Goodman’s office is a short drive from his house. There, visitors are warmly greeted by works by Coupland (I Just Want to Lick It) and Warhol (Marilyn Monroe). Downstairs, where his teenage son spends most of his time, Banksy hangs out with Xbox controllers while a spare room is completely stacked with works that Goodman himself admits are a little darker, like Warhol’s Electric Chair and William Betts’s surveillance-themed Fifth Avenue.

Balcombe keeps a desk on the top floor where, she notes, it’s “much calmer.” Up here are two works from German colour theorist Josef Albers that Balcombe calls her favourites in the collection. Also here, sitting inconspicuously down a hallway between two bedrooms, is Warhol’s iconic Tomato Soup.

“There’s three I don’t think I could ever let go of,” says Goodman, referencing Tomato Soup, Untitled (Head) and Crying Girl.

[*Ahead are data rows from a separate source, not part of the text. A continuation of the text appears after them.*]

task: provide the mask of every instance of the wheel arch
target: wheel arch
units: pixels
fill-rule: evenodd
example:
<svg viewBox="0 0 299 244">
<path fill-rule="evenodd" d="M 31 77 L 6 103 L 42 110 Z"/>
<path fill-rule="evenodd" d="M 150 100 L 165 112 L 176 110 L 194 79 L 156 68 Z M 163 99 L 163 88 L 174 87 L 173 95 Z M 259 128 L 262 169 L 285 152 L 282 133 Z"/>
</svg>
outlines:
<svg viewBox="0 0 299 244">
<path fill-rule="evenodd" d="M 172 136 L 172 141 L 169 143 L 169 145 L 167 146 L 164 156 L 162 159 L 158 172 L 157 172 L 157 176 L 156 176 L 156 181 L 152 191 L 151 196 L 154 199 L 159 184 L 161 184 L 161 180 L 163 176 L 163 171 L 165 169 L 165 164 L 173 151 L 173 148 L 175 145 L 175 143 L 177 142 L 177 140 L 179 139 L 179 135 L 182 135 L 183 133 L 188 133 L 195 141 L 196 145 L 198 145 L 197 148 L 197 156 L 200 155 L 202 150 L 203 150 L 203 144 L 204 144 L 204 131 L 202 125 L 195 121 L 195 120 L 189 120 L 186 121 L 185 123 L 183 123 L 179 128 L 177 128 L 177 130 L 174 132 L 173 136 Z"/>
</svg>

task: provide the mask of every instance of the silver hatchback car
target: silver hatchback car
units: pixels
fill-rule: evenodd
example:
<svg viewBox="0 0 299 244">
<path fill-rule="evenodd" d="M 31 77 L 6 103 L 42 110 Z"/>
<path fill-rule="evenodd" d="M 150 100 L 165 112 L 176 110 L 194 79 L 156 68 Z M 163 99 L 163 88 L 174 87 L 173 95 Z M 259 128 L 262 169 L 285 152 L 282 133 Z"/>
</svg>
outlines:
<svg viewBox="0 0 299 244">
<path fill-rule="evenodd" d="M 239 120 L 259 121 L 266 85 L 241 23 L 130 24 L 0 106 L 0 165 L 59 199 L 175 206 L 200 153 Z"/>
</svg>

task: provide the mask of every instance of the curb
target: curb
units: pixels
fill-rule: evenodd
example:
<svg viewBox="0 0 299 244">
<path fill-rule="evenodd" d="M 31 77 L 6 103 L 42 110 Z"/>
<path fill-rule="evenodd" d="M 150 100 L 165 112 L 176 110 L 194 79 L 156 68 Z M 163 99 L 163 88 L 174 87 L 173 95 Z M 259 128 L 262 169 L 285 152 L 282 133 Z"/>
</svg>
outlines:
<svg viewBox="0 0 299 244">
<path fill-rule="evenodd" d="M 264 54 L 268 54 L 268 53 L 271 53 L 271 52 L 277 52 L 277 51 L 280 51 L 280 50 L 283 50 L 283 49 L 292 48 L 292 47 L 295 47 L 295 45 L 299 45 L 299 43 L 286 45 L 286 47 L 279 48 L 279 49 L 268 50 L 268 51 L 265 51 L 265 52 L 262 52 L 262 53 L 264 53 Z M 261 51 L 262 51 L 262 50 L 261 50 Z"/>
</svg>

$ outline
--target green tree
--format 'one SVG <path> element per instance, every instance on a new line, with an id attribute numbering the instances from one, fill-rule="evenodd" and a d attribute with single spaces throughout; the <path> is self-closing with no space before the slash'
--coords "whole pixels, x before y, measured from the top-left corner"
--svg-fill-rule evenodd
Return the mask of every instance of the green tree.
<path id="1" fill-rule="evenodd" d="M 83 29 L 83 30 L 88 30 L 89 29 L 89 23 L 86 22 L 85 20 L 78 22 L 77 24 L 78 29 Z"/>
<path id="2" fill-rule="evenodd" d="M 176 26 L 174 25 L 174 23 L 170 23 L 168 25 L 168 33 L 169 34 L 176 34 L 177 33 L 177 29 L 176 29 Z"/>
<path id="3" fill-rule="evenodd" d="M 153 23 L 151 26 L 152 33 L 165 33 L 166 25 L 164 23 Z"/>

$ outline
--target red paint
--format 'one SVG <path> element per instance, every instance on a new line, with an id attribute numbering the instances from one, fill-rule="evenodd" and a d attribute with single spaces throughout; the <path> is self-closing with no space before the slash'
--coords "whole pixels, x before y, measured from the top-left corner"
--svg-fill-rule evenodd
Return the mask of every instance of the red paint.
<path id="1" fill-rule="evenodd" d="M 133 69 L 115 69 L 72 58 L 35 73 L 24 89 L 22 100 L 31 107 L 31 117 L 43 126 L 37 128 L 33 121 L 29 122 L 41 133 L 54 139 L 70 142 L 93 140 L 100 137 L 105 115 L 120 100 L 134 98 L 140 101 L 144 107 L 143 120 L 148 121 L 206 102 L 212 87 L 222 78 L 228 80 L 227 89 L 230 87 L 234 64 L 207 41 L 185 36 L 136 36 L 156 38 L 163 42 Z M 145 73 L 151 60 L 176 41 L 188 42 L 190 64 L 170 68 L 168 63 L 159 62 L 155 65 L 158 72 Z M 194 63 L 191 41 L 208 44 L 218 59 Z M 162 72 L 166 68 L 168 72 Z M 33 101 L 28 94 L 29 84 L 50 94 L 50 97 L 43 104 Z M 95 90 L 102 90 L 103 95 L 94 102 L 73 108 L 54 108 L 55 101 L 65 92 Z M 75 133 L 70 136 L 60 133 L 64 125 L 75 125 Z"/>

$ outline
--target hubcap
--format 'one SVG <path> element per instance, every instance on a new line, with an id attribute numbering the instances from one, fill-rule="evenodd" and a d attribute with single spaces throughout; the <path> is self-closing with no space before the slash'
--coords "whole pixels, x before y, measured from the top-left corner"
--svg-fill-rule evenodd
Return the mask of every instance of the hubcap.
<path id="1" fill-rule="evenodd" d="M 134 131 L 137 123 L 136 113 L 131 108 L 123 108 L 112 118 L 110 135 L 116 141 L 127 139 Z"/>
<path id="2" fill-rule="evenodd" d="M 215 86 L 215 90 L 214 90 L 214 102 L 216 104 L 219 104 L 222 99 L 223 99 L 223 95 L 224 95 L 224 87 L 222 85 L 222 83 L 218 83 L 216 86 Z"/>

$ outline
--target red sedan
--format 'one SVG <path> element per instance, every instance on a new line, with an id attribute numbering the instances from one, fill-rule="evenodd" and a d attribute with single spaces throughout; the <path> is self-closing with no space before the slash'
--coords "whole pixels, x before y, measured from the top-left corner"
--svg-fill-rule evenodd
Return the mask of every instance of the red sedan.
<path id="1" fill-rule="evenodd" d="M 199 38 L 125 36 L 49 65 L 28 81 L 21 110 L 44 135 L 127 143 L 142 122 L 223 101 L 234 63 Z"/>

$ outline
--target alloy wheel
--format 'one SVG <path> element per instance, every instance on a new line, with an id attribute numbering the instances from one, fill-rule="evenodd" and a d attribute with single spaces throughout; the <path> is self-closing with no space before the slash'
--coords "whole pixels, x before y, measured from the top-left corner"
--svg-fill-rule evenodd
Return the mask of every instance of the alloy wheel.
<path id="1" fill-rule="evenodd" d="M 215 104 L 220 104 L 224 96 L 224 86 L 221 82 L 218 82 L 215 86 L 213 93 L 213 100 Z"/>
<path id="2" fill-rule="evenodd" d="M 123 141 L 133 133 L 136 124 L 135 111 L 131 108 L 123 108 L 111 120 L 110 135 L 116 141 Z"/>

“There are different categories of art collectors where there’s meaning and investment,” he explains. “For me, it’s about the emotional and visual impact that I get. And maybe that I want others to feel, too.”

Warrior Spotlight

Goodman Commercial has been in business for over 40 years, first under David Goodman and now under his son Mark. The company primarily handles commercial and apartment deals. In 2021, Goodman Commercial oversaw 39 deals worth over half a billion dollars in sales. The last couple of years have been slower, mostly due to inflation and high interest rates. Goodman anticipates that will change soon—but, he laughs, “If things don’t get any better, maybe I’ll have to take the Warhols off the wall.”